The Susan Cameron Cook Neuro-Palliative Care Program, named in honour of Susan Cameron Cook, whose family provided vital seed funding for the program, has been designed with the goal of reducing the mental and physical suffering of neurological patients and their families in the journey from diagnosis of a terminal illness to end of life. 

Patients with terminal neurological diseases typically live longer than those with other terminal illnesses, up to five years or more. They are also younger than the average terminally ill patient. The Susan Cameron Cook Neuro-Palliative Care Program will meet the unique needs of those suffering from terminal neurological disease, including brain tumor, Alzheimer’s disease, amyotrophic lateral sclerosis (ALS), and progressive multiple sclerosis.
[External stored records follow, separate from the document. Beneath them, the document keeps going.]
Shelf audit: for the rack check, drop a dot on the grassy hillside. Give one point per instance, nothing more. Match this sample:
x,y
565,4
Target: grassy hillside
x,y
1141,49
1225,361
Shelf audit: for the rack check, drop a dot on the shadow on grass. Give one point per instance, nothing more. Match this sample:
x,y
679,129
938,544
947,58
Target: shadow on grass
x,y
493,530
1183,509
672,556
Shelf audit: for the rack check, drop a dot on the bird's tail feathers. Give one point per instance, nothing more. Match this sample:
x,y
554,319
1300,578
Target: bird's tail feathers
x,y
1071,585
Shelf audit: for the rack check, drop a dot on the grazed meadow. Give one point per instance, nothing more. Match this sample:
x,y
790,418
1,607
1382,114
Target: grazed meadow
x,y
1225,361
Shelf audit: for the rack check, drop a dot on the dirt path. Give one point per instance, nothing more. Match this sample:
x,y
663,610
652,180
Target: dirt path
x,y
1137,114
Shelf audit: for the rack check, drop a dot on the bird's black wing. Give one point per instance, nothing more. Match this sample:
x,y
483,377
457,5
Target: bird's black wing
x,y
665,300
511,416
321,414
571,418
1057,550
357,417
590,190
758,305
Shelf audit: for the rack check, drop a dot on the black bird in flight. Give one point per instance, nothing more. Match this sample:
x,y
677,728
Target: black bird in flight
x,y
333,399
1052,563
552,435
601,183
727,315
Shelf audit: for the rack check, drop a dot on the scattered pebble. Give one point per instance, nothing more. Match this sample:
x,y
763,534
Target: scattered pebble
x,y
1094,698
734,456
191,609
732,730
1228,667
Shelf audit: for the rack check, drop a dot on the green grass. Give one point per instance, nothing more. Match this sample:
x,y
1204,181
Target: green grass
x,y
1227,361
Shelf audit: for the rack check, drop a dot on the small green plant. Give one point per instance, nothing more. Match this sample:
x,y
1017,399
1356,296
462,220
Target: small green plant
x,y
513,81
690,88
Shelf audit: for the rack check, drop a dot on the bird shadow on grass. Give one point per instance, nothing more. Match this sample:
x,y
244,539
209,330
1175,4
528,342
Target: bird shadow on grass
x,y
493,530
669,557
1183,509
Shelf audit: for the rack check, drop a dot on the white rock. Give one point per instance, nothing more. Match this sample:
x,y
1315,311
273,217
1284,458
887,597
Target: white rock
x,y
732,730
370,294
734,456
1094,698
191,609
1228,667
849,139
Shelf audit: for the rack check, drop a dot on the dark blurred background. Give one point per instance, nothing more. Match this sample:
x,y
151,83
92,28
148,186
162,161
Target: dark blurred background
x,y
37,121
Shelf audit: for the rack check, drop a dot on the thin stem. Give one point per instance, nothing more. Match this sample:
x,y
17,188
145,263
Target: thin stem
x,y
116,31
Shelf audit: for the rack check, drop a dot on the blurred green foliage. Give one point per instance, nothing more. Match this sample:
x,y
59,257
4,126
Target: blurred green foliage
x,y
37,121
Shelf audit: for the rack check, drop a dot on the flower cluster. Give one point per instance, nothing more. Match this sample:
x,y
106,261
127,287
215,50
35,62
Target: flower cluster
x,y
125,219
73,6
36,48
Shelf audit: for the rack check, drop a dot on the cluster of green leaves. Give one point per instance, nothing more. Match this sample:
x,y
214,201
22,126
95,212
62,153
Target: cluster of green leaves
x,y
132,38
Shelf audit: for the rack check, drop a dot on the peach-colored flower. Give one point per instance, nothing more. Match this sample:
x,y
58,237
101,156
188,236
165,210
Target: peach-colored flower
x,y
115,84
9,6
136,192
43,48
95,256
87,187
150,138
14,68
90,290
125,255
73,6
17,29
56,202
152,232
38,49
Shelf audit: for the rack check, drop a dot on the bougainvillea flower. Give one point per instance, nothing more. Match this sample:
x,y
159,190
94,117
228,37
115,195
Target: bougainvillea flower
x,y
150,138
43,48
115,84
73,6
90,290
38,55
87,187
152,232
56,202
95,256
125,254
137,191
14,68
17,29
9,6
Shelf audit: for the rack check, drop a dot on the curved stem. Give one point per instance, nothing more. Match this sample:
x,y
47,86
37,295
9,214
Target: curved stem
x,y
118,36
By providing one point of contact for patients and their families to navigate the healthcare system, the Susan Cameron Cook Neuro-Palliative Care Program will reduce their stress and frustration. Patients will be assigned a neurologist or neurosurgeon with palliative care training, who will lead a multidisciplinary team including psychologists, physical therapists, social workers and nutritionists to ensure all patient needs are met. 

As a teaching hospital, The Neuro will become a Canadian centre for training in neuro-palliative care. The Susan Cameron Cook Neuro-Palliative Care Program is the first of its kind in Canada, and will produce the first fellowship-trained neuro-palliative care professional in this country. 

The care of patients with neurological disease will be increasingly important in the coming years. One in three Canadians will suffer from neurological disease or injury in their lifetimes, and in Quebec alone 2.6 million people are affected. 

“This program will lift great burden off the shoulders of those suffering from serious neurological diseases,” says Dr. Guy Rouleau, Director of the Montreal Neurological Institute. “It is also another example of MNI at the forefront of innovative approaches to providing patient and family care. I would like to thank Anne-Louise Lafontaine, Lucia Fabijan and Jeff Hall for providing their leadership and talents to this initiative, and the Cook family for their foundational support in making it all possible.”